Camille Gruhier
Données personnellesConfiance en berne
Depuis un an, le Règlement général sur la protection des données (RGPD) encadre l’usage de nos informations personnelles par les acteurs du Web. Mais cette loi européenne est loin de rassurer les consommateurs.
Le RGPD (Règlement général sur la protection des données) renforce la sécurité de nos données personnelles, pourtant nous n’en avons pas vraiment conscience. Voilà la conclusion d’un sondage (1) que nous avons réalisé pour célébrer, à notre manière, le premier anniversaire de cette loi européenne. Entré en vigueur le 25 mai 2018, le RGPD entérine plusieurs droits existants et en donne de nouveaux. C’est lui qui élargit aux données personnelles l’action de groupe (introduite dans notre législation en 2014, elle permet à certains organismes comme l’UFC-Que Choisir d’engager une action pour un groupement de consommateurs). C’est lui aussi qui entérine le droit à l’oubli, pour que certains liens vous concernant n’apparaissent plus dans les moteurs de recherche. C’est encore lui qui établit le principe de « portabilité des données ». Principe qui contraint les sites Internet à nous permettre de télécharger en un clic toutes les données qu’ils détiennent sur nous.
L’objectif n’est pas atteint
Durant un an, le RGPD a su faire parler de lui : les trois quarts des personnes que nous avons interrogées (73 %) connaissent son existence. Mais quand il s’agit de mesurer l’impact de ce texte, c’est la douche froide : pour 68 % des sondés, la protection des données personnelles n’a pas évolué en un an. Pire, pour 16 %, elle s’est même détériorée… Il faut se rendre à l’évidence, pour protéger leur vie privée, les consommateurs ne font pas confiance aux sites qu’ils utilisent quotidiennement. 62 % ne font pas ou pas du tout confiance à leur messagerie e-mail (Gmail, Orange Wanadoo, Hotmail, etc.). Ce chiffre grimpe à 65 % pour leur navigateur Internet (Mozilla Firefox, Google Chrome, Safari), à 67 % pour les sites marchands (Amazon, Fnac, Cdiscount), et il culmine à 80 % pour les réseaux sociaux comme Facebook ou WhatsApp ! Il faut dire que Facebook, Twitter et Google ont longtemps fait leur beurre avec nos données. Puissent nos combats (et nos victoires, lire ci-dessous) leur couper l’appétit.

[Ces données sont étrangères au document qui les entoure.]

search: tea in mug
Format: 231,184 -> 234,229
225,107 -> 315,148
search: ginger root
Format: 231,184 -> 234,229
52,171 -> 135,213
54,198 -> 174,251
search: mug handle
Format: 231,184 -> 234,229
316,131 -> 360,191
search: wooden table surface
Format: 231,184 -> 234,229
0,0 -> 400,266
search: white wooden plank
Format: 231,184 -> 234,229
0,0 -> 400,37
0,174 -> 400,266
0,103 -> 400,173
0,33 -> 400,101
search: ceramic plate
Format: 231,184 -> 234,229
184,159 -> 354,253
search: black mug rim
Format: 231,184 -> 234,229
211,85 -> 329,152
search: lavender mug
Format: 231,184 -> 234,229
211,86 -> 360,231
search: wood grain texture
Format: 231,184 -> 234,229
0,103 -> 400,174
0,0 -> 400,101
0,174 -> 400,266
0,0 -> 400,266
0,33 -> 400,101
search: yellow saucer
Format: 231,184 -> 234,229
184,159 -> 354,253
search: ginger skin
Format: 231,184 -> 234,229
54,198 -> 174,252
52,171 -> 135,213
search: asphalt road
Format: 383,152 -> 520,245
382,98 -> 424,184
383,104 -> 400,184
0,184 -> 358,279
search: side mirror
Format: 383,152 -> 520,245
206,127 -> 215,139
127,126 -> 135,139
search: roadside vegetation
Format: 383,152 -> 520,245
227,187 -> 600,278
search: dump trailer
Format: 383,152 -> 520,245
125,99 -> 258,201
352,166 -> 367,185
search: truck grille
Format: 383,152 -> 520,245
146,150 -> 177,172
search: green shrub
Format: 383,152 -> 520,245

Victoire : Twitter, Google, Facebook condamnés
L’attente a été longue, mais les conclusions sont savoureuses. En août 2018, puis en février et avril 2019, l’UFC-Que Choisir a successivement obtenu la condamnation de Twitter, de Google puis de Facebook pour les clauses abusives de leurs conditions générales et leurs règles de confidentialité. À travers ces décisions, le tribunal de grande instance de Paris confirme des principes fondamentaux pour la protection des données personnelles. D’abord, il reconnaît que les données des utilisateurs constituent une marchandise, puisque Google, Facebook et Twitter les commercialisent afin de vendre de la publicité ciblée. Ensuite, concernant Twitter, il entérine le fait qu’en cochant une case pour accepter les conditions du service, le consommateur n’a pas expressément accepté que ses données soient exploitées. Conséquence heureuse, vos photos et vos tweets ne pourront plus faire l’objet d’une exploitation commerciale (publicité, ouvrages, etc.) sans votre accord. Enfin, le tribunal a estimé que lorsqu’il présente la collecte de données comme « une simple condition d’amélioration des services », Google ne vous dit pas toute la vérité. L’UFC-Que Choisir se félicite de ces jugements favorables et veillera à ce que chaque internaute obtienne réparation.